ROMA EL PAPADO DE JULIO II
NADA HABÍA HECHO PERDER SU CARÁCTER DE GRAN CIUDAD A ROMA EN EL SIGLO XVI. De su pasado imperial solo quedaban ruinas que enardecían el espíritu de los nuevos artistas o que, sencillamente, servían ya para abastecer a los molinos alzados en la llanura del Foro que obtenían cal para las nuevas edificaciones. De poco sirvió la bula Cum Alman Nostram Urbem, con la que en 1462 Pío II inició la era de la arqueología para frenar el expolio sistemático de los viejos monumentos porque su sucesor no tardaría en derogarla.
UNA CIUDAD ABANDONADA
El Coliseo, semihundido, venía sirviendo para estabular el ganado, cuando no para dar cobijo a una población marginal entre sus gradas y vomitorios.
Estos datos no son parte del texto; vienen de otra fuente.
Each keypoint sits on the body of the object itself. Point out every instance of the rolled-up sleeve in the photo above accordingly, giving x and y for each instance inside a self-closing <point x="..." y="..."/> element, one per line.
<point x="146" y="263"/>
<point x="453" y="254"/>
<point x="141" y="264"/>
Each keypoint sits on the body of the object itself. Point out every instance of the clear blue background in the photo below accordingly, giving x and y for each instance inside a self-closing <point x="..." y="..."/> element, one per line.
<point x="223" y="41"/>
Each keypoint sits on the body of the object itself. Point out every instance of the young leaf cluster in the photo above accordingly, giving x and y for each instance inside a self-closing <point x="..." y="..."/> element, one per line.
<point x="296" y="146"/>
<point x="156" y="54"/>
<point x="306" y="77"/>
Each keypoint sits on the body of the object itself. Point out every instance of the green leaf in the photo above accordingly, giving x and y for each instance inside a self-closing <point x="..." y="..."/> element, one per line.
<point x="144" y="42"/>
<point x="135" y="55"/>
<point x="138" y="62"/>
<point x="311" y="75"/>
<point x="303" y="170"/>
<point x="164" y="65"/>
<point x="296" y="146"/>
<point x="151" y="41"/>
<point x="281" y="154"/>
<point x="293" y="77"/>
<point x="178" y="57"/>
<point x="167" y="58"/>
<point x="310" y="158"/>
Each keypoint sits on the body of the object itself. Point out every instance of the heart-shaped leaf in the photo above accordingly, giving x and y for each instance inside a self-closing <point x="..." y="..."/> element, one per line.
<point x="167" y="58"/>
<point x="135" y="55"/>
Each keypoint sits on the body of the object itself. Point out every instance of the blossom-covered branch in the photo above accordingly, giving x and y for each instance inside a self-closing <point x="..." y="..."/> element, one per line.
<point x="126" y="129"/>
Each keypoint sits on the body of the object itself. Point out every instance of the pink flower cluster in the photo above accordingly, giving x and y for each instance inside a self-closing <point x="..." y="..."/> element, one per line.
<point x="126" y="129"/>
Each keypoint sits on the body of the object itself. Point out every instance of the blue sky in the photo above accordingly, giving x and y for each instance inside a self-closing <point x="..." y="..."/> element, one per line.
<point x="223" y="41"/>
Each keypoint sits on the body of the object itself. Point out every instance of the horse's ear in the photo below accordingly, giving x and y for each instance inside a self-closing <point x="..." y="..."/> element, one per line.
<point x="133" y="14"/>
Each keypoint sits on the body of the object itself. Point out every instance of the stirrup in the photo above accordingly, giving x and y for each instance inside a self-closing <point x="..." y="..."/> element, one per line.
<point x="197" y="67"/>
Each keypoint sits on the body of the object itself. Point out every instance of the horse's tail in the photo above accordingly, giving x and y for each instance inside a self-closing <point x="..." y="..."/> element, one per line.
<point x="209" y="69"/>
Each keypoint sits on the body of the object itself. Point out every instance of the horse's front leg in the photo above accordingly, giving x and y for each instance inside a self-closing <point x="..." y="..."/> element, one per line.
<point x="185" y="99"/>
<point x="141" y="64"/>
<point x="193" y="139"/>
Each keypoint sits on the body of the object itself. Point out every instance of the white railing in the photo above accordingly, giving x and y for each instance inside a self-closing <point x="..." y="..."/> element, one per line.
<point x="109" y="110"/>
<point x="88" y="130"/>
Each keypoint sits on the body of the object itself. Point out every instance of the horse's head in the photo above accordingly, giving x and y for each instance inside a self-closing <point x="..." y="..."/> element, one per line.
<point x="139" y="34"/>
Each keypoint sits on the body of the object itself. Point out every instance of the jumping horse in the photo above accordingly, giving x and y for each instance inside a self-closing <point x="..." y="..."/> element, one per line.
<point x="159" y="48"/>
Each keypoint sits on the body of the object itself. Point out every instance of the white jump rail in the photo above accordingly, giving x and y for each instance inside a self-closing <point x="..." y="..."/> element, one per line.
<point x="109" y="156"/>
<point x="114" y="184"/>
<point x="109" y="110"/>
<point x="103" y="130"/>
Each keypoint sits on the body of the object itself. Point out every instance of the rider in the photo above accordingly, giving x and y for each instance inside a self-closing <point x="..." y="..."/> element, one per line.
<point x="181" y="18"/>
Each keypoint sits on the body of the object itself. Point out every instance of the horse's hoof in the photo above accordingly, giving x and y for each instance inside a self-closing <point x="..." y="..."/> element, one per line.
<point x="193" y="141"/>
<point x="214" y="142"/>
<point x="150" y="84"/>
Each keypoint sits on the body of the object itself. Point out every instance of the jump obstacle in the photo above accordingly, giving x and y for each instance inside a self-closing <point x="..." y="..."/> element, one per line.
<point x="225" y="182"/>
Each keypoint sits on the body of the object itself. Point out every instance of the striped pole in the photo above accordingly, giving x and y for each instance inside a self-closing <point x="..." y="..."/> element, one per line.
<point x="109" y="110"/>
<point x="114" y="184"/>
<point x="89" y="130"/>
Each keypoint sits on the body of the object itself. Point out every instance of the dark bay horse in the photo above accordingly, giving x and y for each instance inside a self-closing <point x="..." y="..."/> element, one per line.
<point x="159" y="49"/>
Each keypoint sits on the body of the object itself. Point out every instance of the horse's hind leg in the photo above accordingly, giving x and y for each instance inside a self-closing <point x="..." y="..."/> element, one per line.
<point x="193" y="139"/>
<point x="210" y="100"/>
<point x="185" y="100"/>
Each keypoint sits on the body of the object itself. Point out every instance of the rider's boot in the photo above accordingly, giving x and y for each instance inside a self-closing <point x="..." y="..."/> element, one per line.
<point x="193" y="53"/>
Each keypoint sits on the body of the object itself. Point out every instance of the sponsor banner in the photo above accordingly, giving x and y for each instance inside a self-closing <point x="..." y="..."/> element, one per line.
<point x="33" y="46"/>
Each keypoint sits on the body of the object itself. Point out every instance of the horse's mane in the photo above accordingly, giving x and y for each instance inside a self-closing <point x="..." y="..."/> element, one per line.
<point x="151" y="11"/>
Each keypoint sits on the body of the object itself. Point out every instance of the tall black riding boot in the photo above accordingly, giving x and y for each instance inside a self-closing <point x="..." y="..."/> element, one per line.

Su revestimiento de mármol hacía años que había desaparecido para otorgar esplendor a los nuevos palacios y apenas parecía una montaña de toba y travertino sobre la que crecía la hierba.
También los arcos triunfales, que hoy tantos nos sorprenden, estaban enterrados hasta la mitad, y las huertas y fincas de los nuevos moradores se adentraban entre las ruinas de la ciudad antigua como en una prolongación más del espacio doméstico. En aquella época de feliz reencuentro con el pasado también habían sido descubiertas por casualidad las "grutas" en la colina del Esquilino, que eran en realidad las salas y cuyo estanque fue convertido en suelo público por el emperador para edificar el Coliseo.